Mental health providers and advocates are welcoming long-awaited Medicare regulations that set standards for community mental health centers that get reimbursed for partial hospitalization.
Some are concerned, however, that the rules will allow the centers to skimp on hiring psychiatrists and social workers, and that reimbursement for the service is too low to make the conditions worth following.
Partial hospitalization is a level of service that requires patients to come to a facility for several hours a day for treatment, rather than once a week for a short period of time for outpatient treatment. Under the new rule, community mental health centers that bill Medicare for partial hospitalization must follow the same conditions of participation that govern hospitals providing these services.
As of 2012, the CMS estimated that there were 100 certified community mental health centers that billed Medicare for partial hospitalization services without any universal standard guiding the care they provided.

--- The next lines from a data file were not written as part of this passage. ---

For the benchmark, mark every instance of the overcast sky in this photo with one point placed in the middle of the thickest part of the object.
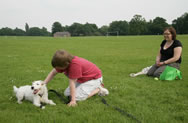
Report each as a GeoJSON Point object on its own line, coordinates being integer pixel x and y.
{"type": "Point", "coordinates": [43, 13]}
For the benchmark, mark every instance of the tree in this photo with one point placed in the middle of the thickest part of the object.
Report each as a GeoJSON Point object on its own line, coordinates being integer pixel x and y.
{"type": "Point", "coordinates": [122, 27]}
{"type": "Point", "coordinates": [90, 29]}
{"type": "Point", "coordinates": [137, 25]}
{"type": "Point", "coordinates": [56, 27]}
{"type": "Point", "coordinates": [19, 32]}
{"type": "Point", "coordinates": [76, 29]}
{"type": "Point", "coordinates": [103, 30]}
{"type": "Point", "coordinates": [6, 31]}
{"type": "Point", "coordinates": [181, 24]}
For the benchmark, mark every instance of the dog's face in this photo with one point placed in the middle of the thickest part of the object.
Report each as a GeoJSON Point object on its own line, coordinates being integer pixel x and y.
{"type": "Point", "coordinates": [36, 86]}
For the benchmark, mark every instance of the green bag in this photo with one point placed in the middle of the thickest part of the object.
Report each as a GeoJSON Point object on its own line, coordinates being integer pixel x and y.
{"type": "Point", "coordinates": [170, 73]}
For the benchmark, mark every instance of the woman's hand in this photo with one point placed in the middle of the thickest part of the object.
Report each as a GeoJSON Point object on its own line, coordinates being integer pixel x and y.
{"type": "Point", "coordinates": [72, 104]}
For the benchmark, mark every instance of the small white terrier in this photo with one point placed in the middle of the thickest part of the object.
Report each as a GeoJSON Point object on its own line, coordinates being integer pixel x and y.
{"type": "Point", "coordinates": [37, 93]}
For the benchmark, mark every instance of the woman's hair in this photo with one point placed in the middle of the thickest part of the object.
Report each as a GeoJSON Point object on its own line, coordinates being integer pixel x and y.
{"type": "Point", "coordinates": [172, 31]}
{"type": "Point", "coordinates": [61, 59]}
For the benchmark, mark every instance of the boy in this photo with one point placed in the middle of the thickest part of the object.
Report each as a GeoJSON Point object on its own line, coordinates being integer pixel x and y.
{"type": "Point", "coordinates": [85, 78]}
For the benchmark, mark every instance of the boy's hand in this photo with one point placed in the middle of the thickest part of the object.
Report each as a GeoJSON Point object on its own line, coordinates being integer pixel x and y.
{"type": "Point", "coordinates": [72, 103]}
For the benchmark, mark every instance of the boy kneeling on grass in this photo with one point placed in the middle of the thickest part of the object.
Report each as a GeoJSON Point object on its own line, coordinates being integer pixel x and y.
{"type": "Point", "coordinates": [85, 78]}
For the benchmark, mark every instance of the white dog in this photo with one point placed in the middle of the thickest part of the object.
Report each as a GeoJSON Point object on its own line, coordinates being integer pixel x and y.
{"type": "Point", "coordinates": [37, 93]}
{"type": "Point", "coordinates": [143, 72]}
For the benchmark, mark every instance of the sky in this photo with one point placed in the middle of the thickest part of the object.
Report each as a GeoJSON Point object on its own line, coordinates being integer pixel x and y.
{"type": "Point", "coordinates": [43, 13]}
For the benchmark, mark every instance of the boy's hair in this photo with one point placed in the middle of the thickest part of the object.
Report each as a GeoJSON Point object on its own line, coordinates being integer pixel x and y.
{"type": "Point", "coordinates": [172, 31]}
{"type": "Point", "coordinates": [61, 59]}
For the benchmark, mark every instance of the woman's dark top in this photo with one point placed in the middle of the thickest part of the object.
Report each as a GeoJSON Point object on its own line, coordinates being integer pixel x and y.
{"type": "Point", "coordinates": [169, 52]}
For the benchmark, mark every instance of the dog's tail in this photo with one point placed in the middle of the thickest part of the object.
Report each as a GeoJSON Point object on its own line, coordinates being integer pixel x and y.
{"type": "Point", "coordinates": [15, 89]}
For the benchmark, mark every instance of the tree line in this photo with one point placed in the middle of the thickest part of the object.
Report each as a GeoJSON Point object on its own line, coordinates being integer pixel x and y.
{"type": "Point", "coordinates": [137, 26]}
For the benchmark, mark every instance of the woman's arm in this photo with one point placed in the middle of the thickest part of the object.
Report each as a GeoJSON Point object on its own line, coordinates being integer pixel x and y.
{"type": "Point", "coordinates": [158, 58]}
{"type": "Point", "coordinates": [50, 76]}
{"type": "Point", "coordinates": [177, 54]}
{"type": "Point", "coordinates": [72, 92]}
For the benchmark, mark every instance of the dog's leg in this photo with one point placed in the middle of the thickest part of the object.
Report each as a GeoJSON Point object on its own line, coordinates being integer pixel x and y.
{"type": "Point", "coordinates": [36, 101]}
{"type": "Point", "coordinates": [46, 100]}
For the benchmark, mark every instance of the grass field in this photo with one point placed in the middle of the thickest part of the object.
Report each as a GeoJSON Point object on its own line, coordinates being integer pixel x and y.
{"type": "Point", "coordinates": [26, 59]}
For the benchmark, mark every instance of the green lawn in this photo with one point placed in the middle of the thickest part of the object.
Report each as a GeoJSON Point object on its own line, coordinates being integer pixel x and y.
{"type": "Point", "coordinates": [26, 59]}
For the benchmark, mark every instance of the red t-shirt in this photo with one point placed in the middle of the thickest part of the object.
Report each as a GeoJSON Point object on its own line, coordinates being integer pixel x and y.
{"type": "Point", "coordinates": [82, 70]}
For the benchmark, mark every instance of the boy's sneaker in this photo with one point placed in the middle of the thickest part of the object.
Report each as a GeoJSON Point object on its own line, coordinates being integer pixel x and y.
{"type": "Point", "coordinates": [103, 91]}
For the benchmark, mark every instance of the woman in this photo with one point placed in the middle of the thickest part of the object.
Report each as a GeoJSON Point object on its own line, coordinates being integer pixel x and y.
{"type": "Point", "coordinates": [169, 53]}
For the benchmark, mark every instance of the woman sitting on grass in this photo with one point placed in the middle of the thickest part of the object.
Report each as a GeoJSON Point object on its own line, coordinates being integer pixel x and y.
{"type": "Point", "coordinates": [169, 53]}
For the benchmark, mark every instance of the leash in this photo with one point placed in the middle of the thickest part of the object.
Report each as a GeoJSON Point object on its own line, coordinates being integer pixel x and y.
{"type": "Point", "coordinates": [121, 111]}
{"type": "Point", "coordinates": [60, 96]}
{"type": "Point", "coordinates": [103, 101]}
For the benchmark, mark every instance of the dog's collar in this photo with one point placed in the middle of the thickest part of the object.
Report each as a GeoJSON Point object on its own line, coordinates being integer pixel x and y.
{"type": "Point", "coordinates": [40, 95]}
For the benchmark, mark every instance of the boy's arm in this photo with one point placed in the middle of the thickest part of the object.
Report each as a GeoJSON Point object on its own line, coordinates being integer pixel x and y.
{"type": "Point", "coordinates": [50, 76]}
{"type": "Point", "coordinates": [72, 92]}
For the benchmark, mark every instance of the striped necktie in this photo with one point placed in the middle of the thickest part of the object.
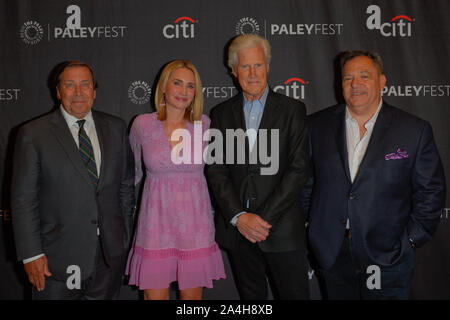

Combined, the organizations were serving 22,700 individuals nationwide, the federal agency calculated.
The American Psychiatric Association is concerned that the final version issued last week will allow those centers to avoid paying professionals with advanced degrees because it allows peer specialists (people who have received mental health services and get training to help others) to serve on treatment teams.
That’s a change from the 2011 draft rule, which required teams composed of medical professionals with advanced degrees and licenses.
“It’s a little disconcerting to us that they are allowing a broader cadre of professionals to be eligible to serve on the teams,” said Julie Clements, deputy director of regulatory affairs at the American Psychiatric Association.
In addition to setting professional qualifications, the rule lays out standards for client rights, admission, initial evaluation and organization governance.
Other observers had a more positive view of the rule, suggesting that having standards in place could lead to greater reimbursement for these services from private insurers.
“They’ll be able to say we meet the minimum standards, so if you pay for our services, you know what you’re getting,” said Mark Covall, president and CEO of the National Association of Psychiatric Health Systems.
Compensation from private insurers would also establish some much-needed credibility for community organizations that provide partial hospitalization, according to Charles Ingoglia, senior vice president of public policy at the National Council for Community Behavioral Healthcare.
“For a long time, there has been a lot of fraud and abuse associated with this, and that’s not good for anybody,” Ingoglia said.
There is a chance that few community mental health organizations will choose to participate—the number providing the service has already dropped because of the low rate that Medicare pays them for it, said Larry Meikel, president Association for Ambulatory Behavioral Healthcare. “There is no incentive for them to come back, unless rates go up,” he said.
Community organizations now receive $109 per day compared with $200-$230 in recent years, Meikel said. Hospitals offering these services have also seen rates drop, he said, but they are still getting $228 a day for comparable services.
The CMS estimates that adhering to the conditions will cost a community center approximately $30,000 the first year of implementation and $22,000 in subsequent years.